VOBU, Cell, Program, PGC
As previously mentioned, DVD-Video expects to see a PACK header every 2048 bytes. The contents of the first pack must be a PCI and a DSI packet; this is called a “NAV PACK”. Following this will be other PACKs containing video, audio or subpicture stream packets as appropriate, in no particular order, but the NAV information must be first, and the video packets should contain one or more complete GOPs. The NAV and following packs (up to the next NAV PACK) make up a Video Object Unit (VOBU), and is the smallest unit that the decoder can work with. The duration of a VOBU must be from 0.4 to 1.0 seconds.
DVD-Video defines additional levels of grouping beyond this; one or more VOBUs make up a cell; one or more cells make up a program, and one or more programs make up a program chain (PGC). Particular programs can each be identified in the file structure as a Part of Title (PTT), otherwise known to ordinary people as a chapter. An actual title on the disc can correspond to a single PGC, or sometimes to multiple PGCs.
Additional significance of the groupings is as follows:
- a cell is the smallest unit that can be targeted by a jump.
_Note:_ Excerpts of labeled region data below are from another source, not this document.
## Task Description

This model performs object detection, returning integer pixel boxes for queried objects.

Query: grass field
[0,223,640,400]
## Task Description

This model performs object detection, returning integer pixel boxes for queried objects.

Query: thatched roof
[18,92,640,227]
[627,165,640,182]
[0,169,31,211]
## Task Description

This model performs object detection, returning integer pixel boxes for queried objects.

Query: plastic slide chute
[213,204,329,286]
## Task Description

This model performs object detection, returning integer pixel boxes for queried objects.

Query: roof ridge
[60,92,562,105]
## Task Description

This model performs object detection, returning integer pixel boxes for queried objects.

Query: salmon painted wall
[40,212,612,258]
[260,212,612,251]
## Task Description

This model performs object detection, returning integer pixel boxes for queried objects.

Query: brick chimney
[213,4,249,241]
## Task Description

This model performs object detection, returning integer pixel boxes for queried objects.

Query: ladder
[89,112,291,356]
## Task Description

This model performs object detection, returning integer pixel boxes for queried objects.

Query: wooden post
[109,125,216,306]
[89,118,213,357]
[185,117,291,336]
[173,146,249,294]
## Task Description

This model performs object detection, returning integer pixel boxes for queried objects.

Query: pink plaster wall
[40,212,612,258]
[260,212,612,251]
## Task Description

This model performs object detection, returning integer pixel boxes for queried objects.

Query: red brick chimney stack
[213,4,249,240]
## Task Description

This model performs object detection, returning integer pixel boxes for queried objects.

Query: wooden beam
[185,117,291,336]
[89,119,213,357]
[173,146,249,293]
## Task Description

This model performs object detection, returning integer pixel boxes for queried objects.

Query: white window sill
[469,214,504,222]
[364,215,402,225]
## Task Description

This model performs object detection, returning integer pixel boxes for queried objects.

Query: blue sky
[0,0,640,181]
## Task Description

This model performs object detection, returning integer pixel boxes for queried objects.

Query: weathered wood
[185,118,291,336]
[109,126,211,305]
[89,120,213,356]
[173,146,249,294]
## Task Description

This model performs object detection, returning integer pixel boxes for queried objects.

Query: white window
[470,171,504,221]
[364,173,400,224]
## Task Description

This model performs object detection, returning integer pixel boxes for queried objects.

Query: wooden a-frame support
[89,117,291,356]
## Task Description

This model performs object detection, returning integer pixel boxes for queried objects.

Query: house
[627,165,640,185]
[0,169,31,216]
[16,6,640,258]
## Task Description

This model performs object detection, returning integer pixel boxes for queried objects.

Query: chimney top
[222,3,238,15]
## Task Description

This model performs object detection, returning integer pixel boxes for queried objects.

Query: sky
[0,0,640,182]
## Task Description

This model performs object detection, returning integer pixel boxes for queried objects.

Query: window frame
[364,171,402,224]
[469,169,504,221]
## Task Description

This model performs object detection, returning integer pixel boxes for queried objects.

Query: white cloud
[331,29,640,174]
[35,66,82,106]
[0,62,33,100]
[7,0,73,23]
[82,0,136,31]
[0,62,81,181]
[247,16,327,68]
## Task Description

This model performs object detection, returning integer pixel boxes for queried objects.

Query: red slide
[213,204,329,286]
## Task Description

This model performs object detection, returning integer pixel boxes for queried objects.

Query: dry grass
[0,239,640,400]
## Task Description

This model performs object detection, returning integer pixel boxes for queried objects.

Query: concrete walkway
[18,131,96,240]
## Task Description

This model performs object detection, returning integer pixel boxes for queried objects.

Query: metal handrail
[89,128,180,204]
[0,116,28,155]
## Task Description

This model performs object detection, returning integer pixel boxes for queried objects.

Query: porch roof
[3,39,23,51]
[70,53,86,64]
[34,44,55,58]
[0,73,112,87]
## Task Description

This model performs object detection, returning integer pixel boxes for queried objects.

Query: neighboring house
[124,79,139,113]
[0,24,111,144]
- a cell can have a single VM instruction attached to be executed when the cell finishes playing.
- skipping with the Next/Prev buttons on the player remote is done in units of programs, not necessarily chapters.
- only PTTs (chapters) can be the target of a jump from outside the containing PGC; jumps to cells and (non-chapter) programs can only happen from within the containing PGC.
- a PGC can have a sequence of VM commands to be executed prior to playing, and another to be executed at the end. The PGC also defines the 16-entry colour table from which subpictures within the PGC can choose 4 at a time to display.
There is a special “first-play” PGC (FPC) in the VMG which is automatically entered when the disc is put into the player; this has no MPEG data, but it is the commands here that are responsible for jumping to the initial menu (if any), playing all the preamble sequences etc.
Menus vs Titles
Menus and titles are very similar; both are PGCs, and both can have interactive buttons. However, only titles can have chapters, and only titles can be split across multiple VOB files (which imposes a maximum length on the duration of a menu). Also, only titles can have multiple audio and subpicture tracks for different languages, because a menu is already part of a language-specific menu group.
Certain menus can be marked as entries that can be directly invoked via dedicated buttons on the player remote.
In the VMG, one menu can be marked as the title entry, which means it can be brought up by the “Top Menu” button on the remote.
In a titleset, one menu each can be marked as root, PTT (chapter), audio, subtitle and angle; the root entry is brought up by the “Menu” button, the others by correspondingly-titled buttons on the remote.